Aku mengatakan ini bukan karena kesal, percayalah perasaanku
tertikam. Saat wilayah sipil barat diserang, aku sudah tahu itu akan terjadi
dan aku bisa saja memperingatkan ibuku agar dia pergi dari sana sebelum itu
terjadi. Karena walaupun memakai seragam prajurit kerajaan, aku sesungguhnya
menggantikan posisi mendiang ayahku, informan untuk pihak republik, musuh
kerajaan. Dan pria di depanku ini adalah pemimpin pergerakan informan di sektor ini.
“Dan jika kau mati sebelum dia?”
Aku menatap pria itu tajam, sesungguhnya karena terkejut.
“Aku sudah mendapatkan jawabanku.”
Aku segera turun dari ranjang, menarik kemeja yang tersampir
di dekatku, lalu mengikuti pria itu keluar ruangan. Kami keluar dari sebuah
bangunan serupa gubuk dan disambut hening malam. Ada banyak bangunan sederhana
lain di luar yang menyala samar cahaya dari mereka.
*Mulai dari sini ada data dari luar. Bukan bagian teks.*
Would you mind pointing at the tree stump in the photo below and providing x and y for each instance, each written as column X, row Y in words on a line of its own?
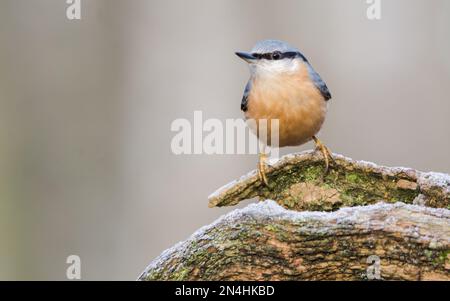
column 359, row 221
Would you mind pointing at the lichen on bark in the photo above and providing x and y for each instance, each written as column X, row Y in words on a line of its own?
column 321, row 226
column 298, row 182
column 267, row 242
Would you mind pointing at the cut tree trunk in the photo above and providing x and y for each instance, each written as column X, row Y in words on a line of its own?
column 396, row 225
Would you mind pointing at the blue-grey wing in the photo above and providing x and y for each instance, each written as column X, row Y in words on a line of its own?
column 244, row 102
column 320, row 84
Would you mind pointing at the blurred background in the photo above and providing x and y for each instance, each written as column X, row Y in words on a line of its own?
column 86, row 106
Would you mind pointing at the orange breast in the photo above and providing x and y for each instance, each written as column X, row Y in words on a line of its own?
column 294, row 100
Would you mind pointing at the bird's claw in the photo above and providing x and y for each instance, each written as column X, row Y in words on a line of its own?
column 326, row 154
column 262, row 169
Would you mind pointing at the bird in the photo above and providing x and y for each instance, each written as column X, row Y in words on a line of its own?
column 283, row 86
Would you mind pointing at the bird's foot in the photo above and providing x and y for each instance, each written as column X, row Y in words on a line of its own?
column 325, row 152
column 262, row 169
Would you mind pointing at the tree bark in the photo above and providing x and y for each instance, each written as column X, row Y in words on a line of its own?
column 374, row 237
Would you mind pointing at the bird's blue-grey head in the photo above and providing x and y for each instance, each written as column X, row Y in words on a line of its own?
column 272, row 56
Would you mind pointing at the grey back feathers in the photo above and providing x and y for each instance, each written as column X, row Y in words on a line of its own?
column 270, row 46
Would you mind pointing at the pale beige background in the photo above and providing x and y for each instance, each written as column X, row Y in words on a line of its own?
column 86, row 108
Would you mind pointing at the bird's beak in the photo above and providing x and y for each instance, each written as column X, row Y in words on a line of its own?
column 248, row 57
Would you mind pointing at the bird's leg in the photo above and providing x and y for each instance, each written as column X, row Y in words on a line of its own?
column 325, row 152
column 262, row 168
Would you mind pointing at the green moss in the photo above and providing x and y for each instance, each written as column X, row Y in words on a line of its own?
column 352, row 178
column 313, row 173
column 271, row 228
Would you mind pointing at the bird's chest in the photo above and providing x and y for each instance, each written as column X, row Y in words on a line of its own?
column 294, row 101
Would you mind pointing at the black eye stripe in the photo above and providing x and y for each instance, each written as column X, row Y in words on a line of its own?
column 278, row 55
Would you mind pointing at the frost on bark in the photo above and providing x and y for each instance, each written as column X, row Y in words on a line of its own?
column 361, row 221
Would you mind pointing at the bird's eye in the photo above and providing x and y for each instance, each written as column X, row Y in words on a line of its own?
column 276, row 55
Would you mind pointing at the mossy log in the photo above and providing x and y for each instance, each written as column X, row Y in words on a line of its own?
column 388, row 229
column 298, row 182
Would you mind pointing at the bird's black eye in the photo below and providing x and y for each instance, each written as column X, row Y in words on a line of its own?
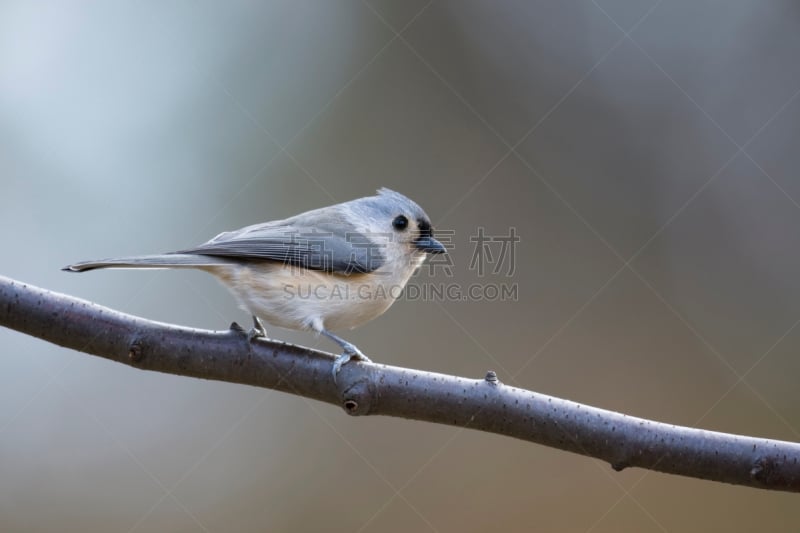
column 400, row 222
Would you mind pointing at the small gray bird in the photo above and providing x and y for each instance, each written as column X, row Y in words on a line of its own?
column 331, row 268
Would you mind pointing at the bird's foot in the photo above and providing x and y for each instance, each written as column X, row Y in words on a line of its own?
column 350, row 352
column 258, row 331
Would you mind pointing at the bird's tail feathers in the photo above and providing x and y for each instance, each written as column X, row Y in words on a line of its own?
column 150, row 261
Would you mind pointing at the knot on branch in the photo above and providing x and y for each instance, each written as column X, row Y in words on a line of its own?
column 357, row 398
column 136, row 351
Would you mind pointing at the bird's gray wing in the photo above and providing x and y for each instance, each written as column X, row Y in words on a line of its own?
column 325, row 247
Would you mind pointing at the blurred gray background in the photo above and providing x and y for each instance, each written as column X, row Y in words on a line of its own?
column 644, row 151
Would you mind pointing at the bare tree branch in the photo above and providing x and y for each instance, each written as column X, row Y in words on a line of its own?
column 374, row 389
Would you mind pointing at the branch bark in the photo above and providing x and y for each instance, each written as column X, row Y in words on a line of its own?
column 375, row 389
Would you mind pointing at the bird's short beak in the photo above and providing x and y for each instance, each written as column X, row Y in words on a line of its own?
column 429, row 245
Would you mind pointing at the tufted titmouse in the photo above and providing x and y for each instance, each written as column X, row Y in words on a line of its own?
column 330, row 268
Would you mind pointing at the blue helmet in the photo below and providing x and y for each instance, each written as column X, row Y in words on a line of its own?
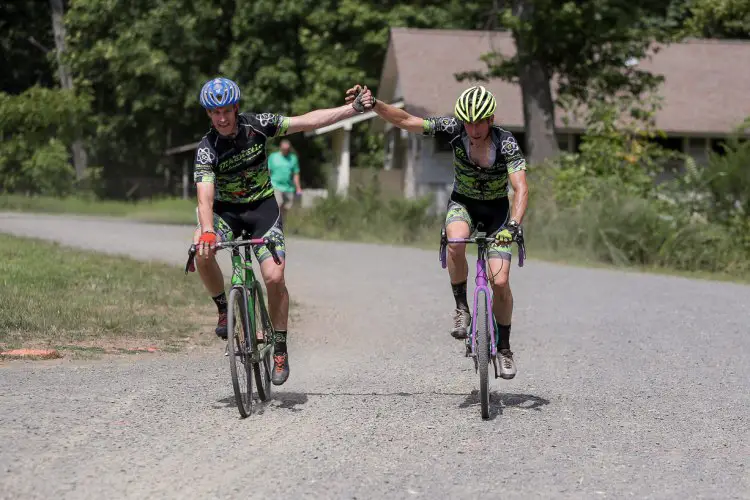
column 219, row 92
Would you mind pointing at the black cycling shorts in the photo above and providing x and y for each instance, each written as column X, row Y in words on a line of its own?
column 258, row 218
column 492, row 214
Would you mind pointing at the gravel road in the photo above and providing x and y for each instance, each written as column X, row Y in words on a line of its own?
column 628, row 385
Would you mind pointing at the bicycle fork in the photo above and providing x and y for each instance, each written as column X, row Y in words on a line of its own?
column 482, row 292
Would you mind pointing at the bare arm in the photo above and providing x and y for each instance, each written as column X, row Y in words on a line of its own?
column 319, row 118
column 520, row 195
column 391, row 114
column 399, row 117
column 206, row 205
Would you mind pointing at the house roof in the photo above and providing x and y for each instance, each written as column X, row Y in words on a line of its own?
column 705, row 89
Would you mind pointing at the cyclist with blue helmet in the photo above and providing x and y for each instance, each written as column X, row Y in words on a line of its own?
column 485, row 158
column 235, row 193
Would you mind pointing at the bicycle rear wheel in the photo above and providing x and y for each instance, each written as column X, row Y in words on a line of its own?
column 237, row 348
column 483, row 353
column 263, row 330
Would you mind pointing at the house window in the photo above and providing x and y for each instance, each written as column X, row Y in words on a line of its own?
column 672, row 143
column 717, row 146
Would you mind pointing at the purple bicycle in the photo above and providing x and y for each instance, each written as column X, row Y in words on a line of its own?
column 481, row 345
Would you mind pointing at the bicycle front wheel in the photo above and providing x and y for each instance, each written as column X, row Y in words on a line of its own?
column 238, row 351
column 263, row 339
column 483, row 353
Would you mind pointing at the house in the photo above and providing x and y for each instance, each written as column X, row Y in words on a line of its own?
column 705, row 98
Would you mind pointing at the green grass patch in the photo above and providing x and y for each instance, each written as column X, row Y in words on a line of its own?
column 53, row 295
column 165, row 210
column 624, row 233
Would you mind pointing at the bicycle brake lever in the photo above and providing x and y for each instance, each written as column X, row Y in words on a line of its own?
column 190, row 265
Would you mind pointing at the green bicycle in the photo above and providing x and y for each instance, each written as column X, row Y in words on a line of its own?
column 250, row 334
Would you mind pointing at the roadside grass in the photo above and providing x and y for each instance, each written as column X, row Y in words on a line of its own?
column 84, row 302
column 365, row 217
column 165, row 210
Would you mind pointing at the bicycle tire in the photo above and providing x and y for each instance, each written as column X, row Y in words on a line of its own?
column 483, row 354
column 263, row 368
column 237, row 348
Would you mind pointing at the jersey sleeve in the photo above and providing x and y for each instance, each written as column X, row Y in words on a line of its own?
column 443, row 128
column 205, row 162
column 270, row 124
column 512, row 154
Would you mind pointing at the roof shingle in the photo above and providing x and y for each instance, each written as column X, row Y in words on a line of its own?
column 706, row 89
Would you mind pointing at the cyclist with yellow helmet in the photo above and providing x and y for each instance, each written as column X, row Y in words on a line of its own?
column 485, row 158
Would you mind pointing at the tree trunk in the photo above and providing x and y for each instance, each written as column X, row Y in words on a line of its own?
column 66, row 80
column 538, row 107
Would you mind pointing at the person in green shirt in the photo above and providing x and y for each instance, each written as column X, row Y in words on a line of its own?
column 284, row 167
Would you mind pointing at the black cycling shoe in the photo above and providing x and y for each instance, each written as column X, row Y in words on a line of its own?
column 280, row 369
column 221, row 327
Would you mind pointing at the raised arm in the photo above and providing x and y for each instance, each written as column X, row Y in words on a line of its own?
column 391, row 114
column 319, row 118
column 520, row 195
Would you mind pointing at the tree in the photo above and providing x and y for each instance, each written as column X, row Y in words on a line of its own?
column 66, row 80
column 585, row 45
column 718, row 18
column 25, row 41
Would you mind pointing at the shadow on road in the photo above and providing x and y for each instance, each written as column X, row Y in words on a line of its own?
column 499, row 401
column 293, row 401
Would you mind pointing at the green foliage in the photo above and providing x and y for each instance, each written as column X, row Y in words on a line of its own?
column 36, row 127
column 588, row 48
column 365, row 215
column 605, row 204
column 717, row 18
column 25, row 38
column 53, row 294
column 618, row 152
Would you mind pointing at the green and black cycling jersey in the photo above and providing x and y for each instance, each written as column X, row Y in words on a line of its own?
column 238, row 166
column 470, row 179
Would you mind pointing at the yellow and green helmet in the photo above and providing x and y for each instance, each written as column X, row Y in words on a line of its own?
column 474, row 104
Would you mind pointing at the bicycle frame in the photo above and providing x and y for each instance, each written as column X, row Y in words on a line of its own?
column 482, row 283
column 243, row 276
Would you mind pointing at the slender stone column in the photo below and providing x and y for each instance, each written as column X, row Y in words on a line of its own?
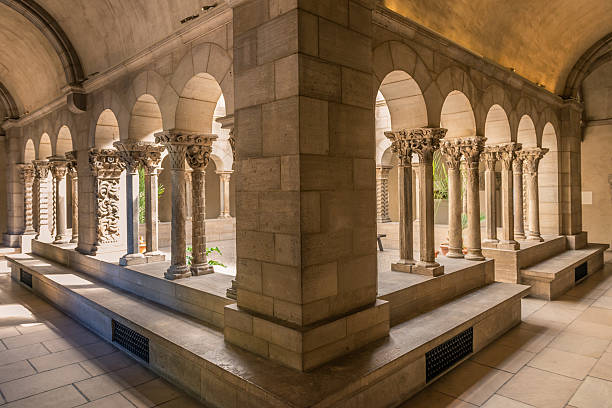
column 400, row 145
column 41, row 189
column 130, row 153
column 507, row 153
column 532, row 157
column 517, row 172
column 151, row 161
column 451, row 153
column 198, row 156
column 471, row 149
column 424, row 142
column 27, row 173
column 489, row 159
column 224, row 178
column 382, row 193
column 59, row 168
column 72, row 170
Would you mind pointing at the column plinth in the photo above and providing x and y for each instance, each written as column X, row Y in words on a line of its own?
column 471, row 149
column 489, row 158
column 507, row 153
column 198, row 156
column 451, row 153
column 531, row 161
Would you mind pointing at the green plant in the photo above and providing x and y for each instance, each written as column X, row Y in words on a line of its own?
column 209, row 251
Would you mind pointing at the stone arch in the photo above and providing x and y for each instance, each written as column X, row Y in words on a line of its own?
column 549, row 183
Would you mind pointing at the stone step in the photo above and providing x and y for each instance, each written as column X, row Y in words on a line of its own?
column 195, row 356
column 554, row 276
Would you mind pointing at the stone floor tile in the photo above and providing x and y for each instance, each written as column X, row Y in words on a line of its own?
column 63, row 397
column 22, row 353
column 593, row 393
column 502, row 357
column 471, row 382
column 539, row 388
column 24, row 387
column 71, row 356
column 498, row 401
column 603, row 367
column 111, row 401
column 580, row 344
column 151, row 393
column 429, row 398
column 16, row 370
column 108, row 363
column 561, row 362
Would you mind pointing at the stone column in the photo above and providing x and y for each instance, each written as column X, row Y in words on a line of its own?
column 424, row 142
column 489, row 159
column 72, row 170
column 106, row 168
column 224, row 178
column 59, row 168
column 151, row 161
column 177, row 141
column 41, row 189
column 471, row 148
column 27, row 173
column 130, row 154
column 507, row 154
column 400, row 145
column 517, row 172
column 382, row 193
column 532, row 157
column 451, row 153
column 198, row 156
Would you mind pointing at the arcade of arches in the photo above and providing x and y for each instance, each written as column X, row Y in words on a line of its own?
column 299, row 203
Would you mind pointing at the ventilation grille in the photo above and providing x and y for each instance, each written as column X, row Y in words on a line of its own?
column 444, row 356
column 25, row 277
column 130, row 340
column 581, row 271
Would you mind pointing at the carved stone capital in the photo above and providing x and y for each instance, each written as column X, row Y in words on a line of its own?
column 105, row 163
column 531, row 158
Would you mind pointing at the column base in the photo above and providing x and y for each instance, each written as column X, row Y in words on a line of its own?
column 202, row 269
column 177, row 272
column 132, row 259
column 512, row 245
column 428, row 268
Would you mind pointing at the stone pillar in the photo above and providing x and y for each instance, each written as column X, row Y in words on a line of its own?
column 531, row 160
column 198, row 156
column 517, row 172
column 72, row 170
column 224, row 178
column 27, row 173
column 382, row 193
column 451, row 153
column 59, row 168
column 424, row 142
column 400, row 145
column 507, row 153
column 130, row 154
column 177, row 141
column 41, row 189
column 150, row 162
column 471, row 148
column 305, row 190
column 489, row 159
column 106, row 168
Kami berjalan bersisian dengan rumah-rumah, masuk ke sebuah
bangunan yang ukurannya lebih besar dari bangunan lain. Orang-orang masih sibuk
di dalam sana, tapi mereka langsung membungkuk saat pria ini masuk, termasuk
orang-orang yang kuyakini tidak berafiliasi dengan pihak republik sama sekali. Di
sisi bangunan itu terdapat undakan-undakan lebar yang memanjang, dengan
orang-orang terbaring lemah di atasnya. Pria itu berjalan ke salah satunya lalu
membiarkanku mendului saat aku mengenali wajah terbakar seorang perempuan di
sana.
“Kamu masih bisa berjalan.” Matanya terbelalak lalu cepat-cepat
mengangguk pada pemimpinku dan mengucapkan terima kasih berkali-kali. “Kepala
desa menemukan kita tak bergerak lalu membawa kita ke sini.”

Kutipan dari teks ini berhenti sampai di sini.